The green is the starting x y of (5,5)... the blue is the next frame of (4,4).

• So I calculated the degrees to be 45 based on that.
• Then added a random number to the degrees.
• Then, I want to get the new x and y coordinates. So I followed this method...

currX (5) - wallX (0) = distX (5)

currY (5) - wallY (0) = distY (5)

Take the cosine of my angle + random increment, we'll say 55 degrees, * distX

cos(55 degrees) = .5735... .5735 x distX (5) = 2.86

And sin of my angle * distY

sin(55 degrees) = .8191... .8191 x distY (5) = 4.09

newX = cos result (2.86) + originX (5) = 7.86

newY = sin result (4.09) + originY (5) = 9.09

newX, newY = (7.86, 9.09)

Okay... so I have my new coordinates...

But those don't equate to what my new incrementing value of x and y should be based on my angle in incidence.

Code snippet: You can see that I'm hard coding the x,y increments (dragger.x += 2; )

        function tick() {
            var rand = Math.floor((Math.random()*10)+1);

            console.log("ticking..." + rand);
            if (dragger.x >= 400-20) {
                dragger.xDir = "right";         
            }
            if (dragger.x < 20) {
                dragger.xDir = "left";      
            }       
            if (dragger.y >= 150-20) {
                dragger.yDir = "up";
            }
            if (dragger.y < 20) {
                dragger.yDir = "down";
            }

            var oldX = dragger.y;
            var oldY = dragger.x;

            if (dragger.xDir == "left") {
                dragger.x += 2; 
            }
            else {
                dragger.x -= 2;
            }
            if (dragger.yDir == "up") {
                dragger.y -= 2;
            }
            else {
                dragger.y += 2;
            }
            //post update...
            var newX = dragger.y;
            var newY = dragger.x;                   

            var angle = getAngle(newX, oldX, newY, oldY)
            angle+=rand;

            $('#getAngle').empty();
            $('#getAngle').append("bounce angle (degrees): " + angle);


            //console.log(xDir);
            // update the stage:
            stage.update();
        }

        function getAngle(x2, x1, y2, y1) {             
            var deltaX = Math.abs(x2-x1);
            var deltaY = Math.abs(y2-y1);
            var radians = Math.atan2(deltaX, deltaY);
            var degrees = radians * (180/Math.PI);
            return degrees;
        }

Answer 1

We know that

distance = average velocity x time //if acceleration is constant

Hence

time = distance / average velocity

Applying this knowledge to a two dimensional field (distance) means we have to do two things:

• Apply Pythagoras theorem to find distance to new coordinates
• Calculate the 'new' velocity

Before we apply the Pythagoras theorem, we have to know the direction of the move:

Now to find the distance to the new coordinates, we apply pythagoras theorem:

Pseudocode

//Change in coordinates
dx = Math.abs(newX - oldX);
dy = Math.abs(newY - oldY);

//Distance to travel
distance = Math.sqrt( Math.pow(dx, 2) + Math.pow(dy,2) );

//Units per increase
// time = distance / average velocity

velocity = ?;
time = distance / velocity;

//Now to find x+= .. and y+= .. we apply our knowledge of direction
//Together with our knowledge of the time it takes

case north east:        x += (dx / time);           y += (dy / time);

case south east:        x += (dx / time);           y -= (dy / time);

case north west:        x -= (dx / time);           y -= (dy / time);

case south west:        x -= (dx / time);           y += (dy / time);

Now note that the x and y represent the coordinates of the moving ball.
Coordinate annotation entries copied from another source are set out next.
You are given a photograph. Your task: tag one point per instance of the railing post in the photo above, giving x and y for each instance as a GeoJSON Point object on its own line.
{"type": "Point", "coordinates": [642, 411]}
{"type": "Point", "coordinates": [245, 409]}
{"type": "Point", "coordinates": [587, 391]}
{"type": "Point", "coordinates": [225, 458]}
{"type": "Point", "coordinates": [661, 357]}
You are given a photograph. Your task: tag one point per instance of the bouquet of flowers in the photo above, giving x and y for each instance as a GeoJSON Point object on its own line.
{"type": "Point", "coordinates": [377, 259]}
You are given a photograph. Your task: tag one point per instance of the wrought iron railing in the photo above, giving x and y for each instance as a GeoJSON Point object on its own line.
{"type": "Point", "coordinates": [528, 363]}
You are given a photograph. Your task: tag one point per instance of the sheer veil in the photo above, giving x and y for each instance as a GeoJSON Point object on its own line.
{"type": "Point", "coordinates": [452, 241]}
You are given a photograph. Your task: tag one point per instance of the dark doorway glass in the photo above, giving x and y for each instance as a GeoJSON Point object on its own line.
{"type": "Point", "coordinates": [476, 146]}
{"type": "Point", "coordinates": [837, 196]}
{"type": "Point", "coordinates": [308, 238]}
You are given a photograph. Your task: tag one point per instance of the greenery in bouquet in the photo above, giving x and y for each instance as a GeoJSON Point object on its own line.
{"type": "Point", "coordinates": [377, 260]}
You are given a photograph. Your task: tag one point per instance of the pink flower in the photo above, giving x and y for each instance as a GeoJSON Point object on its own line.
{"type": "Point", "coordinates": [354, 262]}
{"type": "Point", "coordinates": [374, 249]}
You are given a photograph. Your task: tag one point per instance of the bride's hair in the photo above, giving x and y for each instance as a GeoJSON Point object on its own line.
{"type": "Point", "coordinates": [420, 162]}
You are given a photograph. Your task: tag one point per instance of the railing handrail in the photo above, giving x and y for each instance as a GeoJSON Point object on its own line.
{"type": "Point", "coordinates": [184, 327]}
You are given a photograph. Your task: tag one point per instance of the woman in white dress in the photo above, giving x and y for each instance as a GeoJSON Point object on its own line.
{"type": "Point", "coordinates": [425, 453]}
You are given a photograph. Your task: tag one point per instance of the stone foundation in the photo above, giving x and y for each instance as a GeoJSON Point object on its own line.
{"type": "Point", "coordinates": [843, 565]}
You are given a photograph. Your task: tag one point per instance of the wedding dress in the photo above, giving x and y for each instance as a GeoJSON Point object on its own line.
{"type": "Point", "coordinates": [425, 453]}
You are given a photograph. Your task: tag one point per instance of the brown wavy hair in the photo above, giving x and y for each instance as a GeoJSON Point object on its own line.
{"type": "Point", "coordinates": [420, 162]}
This means that we must repeat x += .. and y += .. value of time times to reach the new coordinate.

Hence you can do something like:

for (int i = 0; i < time; i ++)
{
    switch (direction)
    {
           case "north east":  x += (dx / time);  y += (dy / time); break;

           case "south east":  x += (dx / time);  y -= (dy / time); break;

           case "north west":  x -= (dx / time);  y -= (dy / time); break;

           case "south west":  x -= (dx / time);  y += (dy / time); break;
    }
}

Also note that velocity = ? is yet to be specified by you. You can let it have a constant velocity (friction = 0), or you can implement some kind of model to mimick friction.

I hope this answers your question.

PS. This answer is actually a derivative of my other answer as I already specify direction and pixel distance in my other answer hence the step to x += .. and y += .. is actually pretty small/ straightforward.